BULLETIN VOL 1 NUMBER 1 - FEBRUARY 1998
Ultrasound of the Wrist

Neil Simmons MBBS, DRACR

Sonography of the wrist has become a relatively common procedure over the past few years. Understanding of the basic principles of musculoskeletal ultrasound, usually acquired during shoulder ultrasound studies, is being applied to many different parts of the body, including the wrist. As elsewhere, knowledge of the relevant anatomy is essential. Normal anatomical variations are common in the wrist. Ignorance of these will lead to incorrect diagnoses. An understanding of the basic pathologies can, with a little lateral thinking, solve most problems. This article will emphasise anatomy, pathology and scanning tips.

One advantage of the wrist is that it is relatively small, so that the small area of the transducer head does not have to be moved far. Most structures lie close to the surface, so high frequency transducers [7.5 MHz or greater], with their excellent near field resolution are required. Stand-off pads are sometimes needed for very superficial structures or to demonstrate contour deformities of the skin. If pads are not available, are cracked, or create too much artefact, applying a thick layer of gel and scanning with very little pressure will give good results. "Heel-toeing" of the transducer to avoid anisotropic artefact is essential in the many tendons and nerves which curve in the region of the wrist.
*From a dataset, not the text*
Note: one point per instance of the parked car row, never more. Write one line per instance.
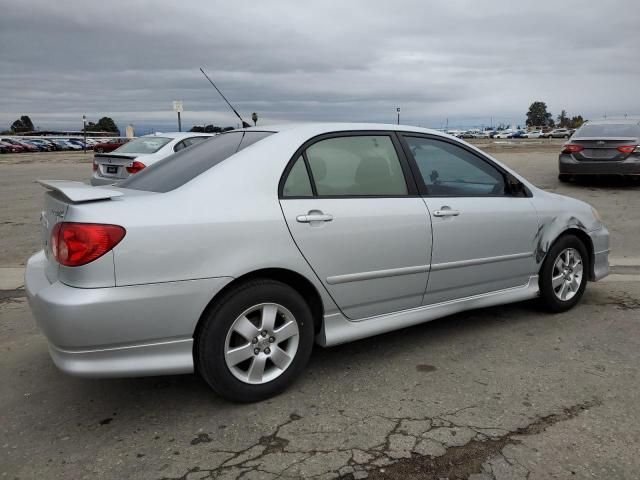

Other forms of imaging may be essential to extract the greatest amount of information from a scan. Plain X-rays are still necessary to demonstrate possible fractures, arthritis, subluxation, soft tissue calcification or foreign body and bony deformity. Nuclear medicine may highlight focal soft tissue or bony abnormalities. CT scans demonstrate internal architecture of bones and are moderately useful at tissue characterisation [usually lipomas]. Magnetic Resonance is, in some countries, the preferred method of wrist imaging. Indeed, there is little doubt that the images and information derived from a well performed MR scan in many cases surpass ultrasound. In others, however, a diagnosis can be obtained with ultrasound at half the cost, in half the time. Dynamic scanning of tendon movement, colour Doppler energy and colour Doppler imaging are all factors which increase the effectiveness of ultrasound. Ultrasound equipment is more readily available than MR. New dedicated peripheral MR coils eliminate some well known problems with MR eg claustrophobia and ferrous material in the body, but these are still relatively uncommon. The absence of a Medicare rebate for MR for private patients increases the attractiveness of a rebateable ultrasound scan. Arthrography of the radiocarpal, midcarpal and distal radioulnar joints is still useful to demonstrate ligament, capsule and cartilage tears.
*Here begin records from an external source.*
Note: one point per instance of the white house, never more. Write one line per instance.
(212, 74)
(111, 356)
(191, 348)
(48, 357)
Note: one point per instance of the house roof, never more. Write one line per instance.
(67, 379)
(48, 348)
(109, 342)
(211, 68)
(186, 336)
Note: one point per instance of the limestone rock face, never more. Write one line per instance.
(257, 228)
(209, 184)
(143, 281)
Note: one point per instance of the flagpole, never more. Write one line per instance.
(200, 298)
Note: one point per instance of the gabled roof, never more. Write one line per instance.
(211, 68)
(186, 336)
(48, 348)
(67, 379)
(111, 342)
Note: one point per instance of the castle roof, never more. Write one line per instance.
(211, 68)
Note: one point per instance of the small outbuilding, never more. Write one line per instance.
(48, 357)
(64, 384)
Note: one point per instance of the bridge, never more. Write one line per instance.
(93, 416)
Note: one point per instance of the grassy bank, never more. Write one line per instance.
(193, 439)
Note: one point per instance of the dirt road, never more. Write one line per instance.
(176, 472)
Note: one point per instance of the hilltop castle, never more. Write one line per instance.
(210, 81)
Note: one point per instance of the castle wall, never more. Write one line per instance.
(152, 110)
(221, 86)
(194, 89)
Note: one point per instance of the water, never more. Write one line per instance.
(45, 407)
The majority of ultrasound scans are requested to investigate swellings, pain, sensory disturbances or restriction of movement. A request such as "diffuse wrist pain FI" is often associated with a fruitless search for a cause [1]. Rheumatoid arthritis, however, may present with diffuse synovial swelling and tenosynovitis. A thorough examination of the anterior [ventral] and posterior [dorsal] aspects should be undertaken in cases of non-localised symptoms. Even if the problem seems simple to solve, eg. a swelling shown to be a ganglion, searching a little further afield often demonstrates extra pathology. Beware of the "satisfaction syndrome". I find that the best source of clinical information is sitting opposite me. Most patients are only too happy to talk about their problems. The thoroughness of the investigation of the problem is appreciated and most patients are interested in dynamic scanning of tendons etc. Even a negative result can be accepted if the sonographer/sonologist has made an obvious effort.

SUMMARY
Sonography of the wrist requires an understanding of the complex anatomy, including normal variations. Meticulous scanning technique is needed. A knowledge of the possible pathologies and their sonographic appearances is essential. Movement of tendons and Doppler scanning should be part of every examination. There is a long apprenticeship to be served, but the satisfaction of determining the cause of the pain, parasthesia, swelling or movement abnormality makes it worth the effort.